The NLS also offers a broad range of braille literacy information and resources including braille books, software, and other material intended to assist with the production of braille. They provide educational resources for instructors who teach braille as well as those who are interested in learning to read and write braille.

=== Dots for Tots ===

The Dots for Tots program aims to engage and strengthen the senses of a visually impaired child. This is important to get them prepared for reading and interested in literacy. The free program offers free books and kits to promote literacy among blind children of preschool and early elementary age. The dots in this program are very important and parallel with the literacy requirements of a sighted child learning their ABCs. It also helps grab a blind child's interest in the same way that a picture book encourages literacy for a sighted child.

The program equips schools and educators with the tools to ensure that children who are blind receive the same quality of education that their sighted peers do. It helps remove education barriers as well as ease the fears that many children have of facing school with a handicap.

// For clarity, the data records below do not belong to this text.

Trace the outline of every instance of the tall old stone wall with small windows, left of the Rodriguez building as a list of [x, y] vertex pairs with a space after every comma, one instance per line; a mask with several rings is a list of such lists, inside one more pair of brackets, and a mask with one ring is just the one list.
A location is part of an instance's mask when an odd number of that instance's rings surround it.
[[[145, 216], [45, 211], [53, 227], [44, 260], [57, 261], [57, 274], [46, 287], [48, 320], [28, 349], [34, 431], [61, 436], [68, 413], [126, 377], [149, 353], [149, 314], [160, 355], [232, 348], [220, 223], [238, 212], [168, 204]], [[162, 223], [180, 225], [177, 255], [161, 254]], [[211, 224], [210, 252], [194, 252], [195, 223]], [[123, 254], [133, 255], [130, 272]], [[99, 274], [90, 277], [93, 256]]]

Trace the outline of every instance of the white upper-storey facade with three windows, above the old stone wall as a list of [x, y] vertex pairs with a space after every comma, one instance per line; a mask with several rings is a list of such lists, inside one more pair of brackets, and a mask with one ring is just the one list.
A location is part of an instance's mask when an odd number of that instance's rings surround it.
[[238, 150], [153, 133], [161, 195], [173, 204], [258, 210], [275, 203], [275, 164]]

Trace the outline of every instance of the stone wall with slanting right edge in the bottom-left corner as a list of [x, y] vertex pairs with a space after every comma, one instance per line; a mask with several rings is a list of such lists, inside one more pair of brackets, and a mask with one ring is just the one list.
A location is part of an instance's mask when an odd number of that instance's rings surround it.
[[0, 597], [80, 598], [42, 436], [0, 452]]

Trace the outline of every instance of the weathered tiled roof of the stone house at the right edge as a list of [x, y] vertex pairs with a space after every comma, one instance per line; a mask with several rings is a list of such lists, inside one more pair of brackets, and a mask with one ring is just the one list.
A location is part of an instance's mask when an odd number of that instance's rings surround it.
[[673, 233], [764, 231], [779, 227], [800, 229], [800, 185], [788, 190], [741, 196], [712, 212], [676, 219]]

This program provides visually impaired children with books that have been printed in braille. Children are able to follow along with the rest of their classmates when reading popular children's books in libraries, at home, or in a school environment. Dots for Tots provide a kit that includes the children's book in braille, a tape with a professional descriptive narration with sound effects, and a set of three-dimensional toys that allow them to understand the importance of visualizing stories with their fingers.

=== Connecting the Dots ===

The American Foundation for the Blind offers the Connecting the Dots resource for parents to promote early braille literacy. The program provides a folder containing fact sheets about braille, resource lists, and information for parents about braille, organizations that promote braille literacy, sources of braille books and magazines, adapted materials, and other information intended to promote literacy development.

=== Instant Access to Braille ===

The Instant Access to Braille program, supported through US Department of Education Office of Special Education Programs CFDA 84.00327A, provides blind and visually impaired students with access to learning materials in braille to support braille literacy efforts in general education classrooms. This program provides portable braille note-taking devices to students to train students as well as assist educators, parents, and school administrators overcome the barriers of teaching special needs children and ensuring that students receive the equivalent education opportunities that sighted children receive. The program also provides assistance with converting their printed learning materials into electronic format so that visually impaired students are not at disadvantaged in the school environment. The Instant Access program is intended to assist students in grades 3–10 that use New York State curriculum and is focused on academics related mainly to Social Studies.

=== Braille Challenge ===

The Braille Challenge is an annual two-stage competition to motivate blind students to emphasize their study of braille. The program parallels the importance and education purpose of a spelling bee for sighted children. In the competition, students transcribe and read braille using a Perkins Brailler. Their speed and accuracy, reading comprehension, ability to decode charts and graphs, and spelling are tested.

=== Twin Vision books ===
The American Action Fund for Blind Children and Adults provides specially-made "Twin Vision" children's books with both braille and written English. The dual encoding allows both adults and children who are visually impaired to read along with a person who is not visually impaired.

Twin Vision books are also provided by Braille House to the whole of Australia.